When Flossing Doesn't Help
Applaque is that clotting, sticky, performance-sapping residue that forms in your PC over time as you install and uninstall applications and just generally use your computer. No, no, not in the hardware, but in your OS. It's this applaque that causes your system to slow down over time, and its traces are found in the file system, registry, shell, kernel, and pretty much everywhere on your computer where you'd rather this kind of junk didn't accumulate. You know the problem... install this app and it puts something your Startup folder, install that app and a drops in a little background service, install this other app and it makes about 37 thousand registry entries, another that includes a device driver that shims into your network stack, etc. etc. etc. Needless to say, all of this stuff adds up. It's not unreasonable to say that our operating systems die a little every day. Of course, the solutions here aren't so cut-and-dried as with malware. Nobody is wearing a black hat here. On the one hand, you have a bunch of well meaning ISVs trying to build software that people find useful, and on the other you have some individuals PC and its unintentional death by a thousand paper cuts.
So how do we solve it? I have an admittedly overly-Utopian scenario in mind where ISVs self-regulate away the problem by coming up with some objective ways to measure an application's performance impact and then disclosing those measures in an obvious way to potential customers. Coming up with those measures would be a challenge, since there are dozens of variables that go into hardware capabilities.... processor speed, RAM, FSB speed, disk performance, etc. However, if it could be done, wouldn't it be cool if you could understand how a software impacts your system before installing it? Not only would it help you make decisions about what software to run and when you need to upgrade your hardware and how, but the act of disclosure would create a situation where companies competed on the basis of efficiency.

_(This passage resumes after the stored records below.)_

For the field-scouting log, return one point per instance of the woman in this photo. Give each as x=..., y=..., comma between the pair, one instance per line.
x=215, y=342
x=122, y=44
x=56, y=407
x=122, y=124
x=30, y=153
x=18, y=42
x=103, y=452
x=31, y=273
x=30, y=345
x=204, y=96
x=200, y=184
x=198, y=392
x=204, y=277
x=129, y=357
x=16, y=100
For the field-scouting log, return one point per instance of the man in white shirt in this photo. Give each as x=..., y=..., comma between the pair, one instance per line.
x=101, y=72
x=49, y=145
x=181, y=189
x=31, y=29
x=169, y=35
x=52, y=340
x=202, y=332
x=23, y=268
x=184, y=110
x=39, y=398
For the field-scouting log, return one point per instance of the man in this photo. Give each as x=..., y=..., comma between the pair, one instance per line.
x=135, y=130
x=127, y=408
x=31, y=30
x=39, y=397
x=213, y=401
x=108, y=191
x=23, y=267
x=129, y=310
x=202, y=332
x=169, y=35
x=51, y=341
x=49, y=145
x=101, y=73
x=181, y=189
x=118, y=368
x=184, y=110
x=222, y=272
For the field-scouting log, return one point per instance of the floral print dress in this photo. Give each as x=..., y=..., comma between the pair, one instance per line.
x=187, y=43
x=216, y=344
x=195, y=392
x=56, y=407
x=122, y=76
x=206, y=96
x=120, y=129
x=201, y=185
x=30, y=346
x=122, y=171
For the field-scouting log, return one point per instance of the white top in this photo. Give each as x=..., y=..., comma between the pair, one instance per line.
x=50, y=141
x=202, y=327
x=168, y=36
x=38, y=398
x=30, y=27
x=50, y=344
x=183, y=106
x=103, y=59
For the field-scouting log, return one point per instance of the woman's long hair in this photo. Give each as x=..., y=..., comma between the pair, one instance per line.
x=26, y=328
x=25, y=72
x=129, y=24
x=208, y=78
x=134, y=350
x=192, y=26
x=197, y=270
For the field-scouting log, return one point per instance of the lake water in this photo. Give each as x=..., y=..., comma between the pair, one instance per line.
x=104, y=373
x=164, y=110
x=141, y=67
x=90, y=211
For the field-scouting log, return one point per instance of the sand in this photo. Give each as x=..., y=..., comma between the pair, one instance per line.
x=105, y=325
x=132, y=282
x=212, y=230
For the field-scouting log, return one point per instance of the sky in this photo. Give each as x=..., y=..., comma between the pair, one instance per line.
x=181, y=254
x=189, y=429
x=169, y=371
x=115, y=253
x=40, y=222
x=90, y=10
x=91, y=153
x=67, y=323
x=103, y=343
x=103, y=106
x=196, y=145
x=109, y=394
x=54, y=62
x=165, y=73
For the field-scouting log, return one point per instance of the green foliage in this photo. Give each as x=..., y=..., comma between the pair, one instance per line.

As it is today, we unknowingly allow sloppy engineering into our desktops every day. Somewhere on your computer right now, a developer made an egregious memory-for-performance trade off. And another developer used a linear search across a big list because they didn't have time to implement a more efficient search. Yet another used a busy-wait loop instead of sleeping a thread while waiting for a synchronization object to signal. And still another left dozens of registry-bloating droppings even after uninstalling. And unfortunately, the evil third cousin of Moore's Law states that the concern we developers have about our impact on system performance is inversely proportional to the increase in hardware performance.
It's a big, tough problem to solve, but eventually one of two things will happen: Either computers will become so ridiculously fast and storage so abundant that efficiency will matter very little, or users will run out of patience and demand disclosure of key resource and performance metrics from ISVs, perhaps pushing for legislation as a means to get the industry's attention.